# Parsimonious Models

## Package Imports

Code to import some packages has been included below.  Feel free to import any additional packages that you need here, or later in the assignment.

In [1]:
import pandas as pd
import matplotlib.pyplot as plt
import seaborn as sns; sns.set()
from scipy.stats import norm
from scipy.stats import t
import statsmodels.api as sm
import statsmodels.formula.api as smf

<hr>

## <u>Case Study</u>: Predicting Airbnb Superhost Status

Suppose that you have a spare room in your house (in Seattle) and you are considering advertising this room to guests on Airbnb. Airbnb superhosts are considered to be experienced hosts who provide a shining example for other hosts, and extraordinary experiences for their guests. Once a host reaches Superhost status, a superhost badge will automatically appear on their listing and profile to help guests identify them. You would like to assess your chances of being named a superhost with your property.

The following dataset is a sample (assume random) of available Airbnb listings in Seattle, WA. These listings were collected in January 2016, and filtered to just contain listings from the five most popular Seattle neighborhoods (for Airbnb listings) and just contain listings that are either in a house or apartment property.

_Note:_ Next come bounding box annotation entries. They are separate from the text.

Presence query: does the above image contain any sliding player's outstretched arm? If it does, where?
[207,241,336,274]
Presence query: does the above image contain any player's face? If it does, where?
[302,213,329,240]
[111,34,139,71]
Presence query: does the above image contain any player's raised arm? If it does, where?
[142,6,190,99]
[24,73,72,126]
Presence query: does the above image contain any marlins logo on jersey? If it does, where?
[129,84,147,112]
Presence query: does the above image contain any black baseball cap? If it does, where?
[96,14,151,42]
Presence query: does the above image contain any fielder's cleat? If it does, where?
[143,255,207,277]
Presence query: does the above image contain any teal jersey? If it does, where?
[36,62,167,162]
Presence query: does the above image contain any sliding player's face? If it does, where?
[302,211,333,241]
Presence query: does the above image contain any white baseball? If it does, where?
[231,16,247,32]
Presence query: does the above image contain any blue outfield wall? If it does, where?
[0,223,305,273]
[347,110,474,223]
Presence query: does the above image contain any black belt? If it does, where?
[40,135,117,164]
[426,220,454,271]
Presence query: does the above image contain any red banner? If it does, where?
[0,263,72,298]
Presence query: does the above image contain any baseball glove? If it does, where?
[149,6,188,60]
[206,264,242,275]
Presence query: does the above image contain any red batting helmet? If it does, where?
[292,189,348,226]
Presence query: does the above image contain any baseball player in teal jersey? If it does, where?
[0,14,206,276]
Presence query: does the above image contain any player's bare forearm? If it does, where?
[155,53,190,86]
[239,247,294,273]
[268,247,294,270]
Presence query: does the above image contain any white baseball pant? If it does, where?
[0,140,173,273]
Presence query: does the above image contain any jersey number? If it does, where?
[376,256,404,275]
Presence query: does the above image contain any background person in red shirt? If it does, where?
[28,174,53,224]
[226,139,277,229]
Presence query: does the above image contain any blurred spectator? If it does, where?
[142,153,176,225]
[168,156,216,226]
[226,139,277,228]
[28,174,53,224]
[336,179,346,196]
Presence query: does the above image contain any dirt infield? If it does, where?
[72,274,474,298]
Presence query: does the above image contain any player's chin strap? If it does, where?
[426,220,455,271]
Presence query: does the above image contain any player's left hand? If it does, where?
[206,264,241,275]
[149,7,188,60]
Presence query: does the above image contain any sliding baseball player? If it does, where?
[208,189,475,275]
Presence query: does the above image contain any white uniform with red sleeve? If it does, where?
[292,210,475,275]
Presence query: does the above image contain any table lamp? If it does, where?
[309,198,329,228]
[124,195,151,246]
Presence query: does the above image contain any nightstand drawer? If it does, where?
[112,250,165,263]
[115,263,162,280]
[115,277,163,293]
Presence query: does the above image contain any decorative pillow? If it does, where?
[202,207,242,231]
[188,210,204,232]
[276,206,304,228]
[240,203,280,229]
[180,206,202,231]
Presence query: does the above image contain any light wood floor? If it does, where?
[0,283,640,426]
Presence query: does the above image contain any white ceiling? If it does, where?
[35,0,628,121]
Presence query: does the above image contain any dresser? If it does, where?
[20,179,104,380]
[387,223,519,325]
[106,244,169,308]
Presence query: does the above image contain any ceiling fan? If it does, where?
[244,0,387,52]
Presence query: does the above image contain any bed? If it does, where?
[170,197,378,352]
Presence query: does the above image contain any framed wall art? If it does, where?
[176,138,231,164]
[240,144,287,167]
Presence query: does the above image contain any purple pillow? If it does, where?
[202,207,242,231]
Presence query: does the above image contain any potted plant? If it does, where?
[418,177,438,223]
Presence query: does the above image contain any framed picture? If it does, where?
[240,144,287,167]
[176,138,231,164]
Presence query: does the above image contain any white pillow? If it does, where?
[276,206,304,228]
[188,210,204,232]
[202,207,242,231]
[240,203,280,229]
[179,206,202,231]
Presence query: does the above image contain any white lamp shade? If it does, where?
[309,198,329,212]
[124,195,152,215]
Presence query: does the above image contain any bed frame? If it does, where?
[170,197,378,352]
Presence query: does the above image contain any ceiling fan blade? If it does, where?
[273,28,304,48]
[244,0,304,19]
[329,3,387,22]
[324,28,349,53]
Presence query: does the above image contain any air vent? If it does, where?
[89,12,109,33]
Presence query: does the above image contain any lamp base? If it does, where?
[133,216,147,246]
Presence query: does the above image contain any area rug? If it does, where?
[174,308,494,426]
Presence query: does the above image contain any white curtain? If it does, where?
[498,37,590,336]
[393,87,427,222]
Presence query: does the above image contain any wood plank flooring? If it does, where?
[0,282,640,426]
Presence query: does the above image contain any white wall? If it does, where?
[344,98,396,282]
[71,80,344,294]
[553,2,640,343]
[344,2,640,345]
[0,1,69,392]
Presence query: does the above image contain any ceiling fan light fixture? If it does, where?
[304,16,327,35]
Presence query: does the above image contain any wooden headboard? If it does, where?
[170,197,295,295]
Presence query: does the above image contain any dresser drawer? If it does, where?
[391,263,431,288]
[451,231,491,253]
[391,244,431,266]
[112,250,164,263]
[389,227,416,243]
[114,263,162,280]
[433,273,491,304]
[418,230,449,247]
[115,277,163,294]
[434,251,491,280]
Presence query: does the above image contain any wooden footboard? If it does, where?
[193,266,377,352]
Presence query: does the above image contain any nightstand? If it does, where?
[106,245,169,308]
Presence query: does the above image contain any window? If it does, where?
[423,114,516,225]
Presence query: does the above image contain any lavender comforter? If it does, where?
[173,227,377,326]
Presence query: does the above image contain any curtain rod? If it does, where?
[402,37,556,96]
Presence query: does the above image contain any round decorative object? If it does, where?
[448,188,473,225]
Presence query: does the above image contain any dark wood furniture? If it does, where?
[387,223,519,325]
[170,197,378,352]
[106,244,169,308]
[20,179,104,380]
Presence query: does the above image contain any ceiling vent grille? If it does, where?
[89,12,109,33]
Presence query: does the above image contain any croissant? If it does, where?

This dataset contains the following variables.

**Listing Information**
The dataset contains the following information about the Airbnb *listing*:
* <u>price</u>: price of the listing (per night)(in US dollars)
* <u>review_scores_rating</u>: the average rating of the listing [0,100] (100 is the best)
* <u>number_of_reviews</u>: the number of reviews for the listing
* <u>security_deposit</u>: the security deposit required for the listing (in US dollars)
* <u>cleaning_fee</u>: the cleaning fee required for the listing (in US dollars)
* <u>neighborhood</u>: the neighborhood of Seattle the listing is located in
* <u>property_type</u>: is the listing in a 'House' or 'Apartment'
* <u>room_type</u>: is the listing a 'Entire home/apt', 'Private room', or 'Shared room'
* <u>accommodates</u>: how many guests will the listing accommodate
* <u>bathrooms</u>:how many bathrooms does the listing have
* <u>beds</u>: how many beds does the listing have

**Host Information**
The dataset also contains the following information about the *host* of the given Airbnb listing:
* <u>host_is_superhost</u>: is the host a "superhost": t=True, f=False
* <u>host_has_profile_pic</u>: does the host have a profile pic in their bio: t=True, f=False
* <u>host_response_time</u>: how fast will the host respond to requests (on average)
* <u>host_acceptance_rate</u>: what percent of booking requests will the host accept


## 1. Model Searching 

We'd like to fit a parsimonious model to predict the **price** of an Airbnb in Seattle.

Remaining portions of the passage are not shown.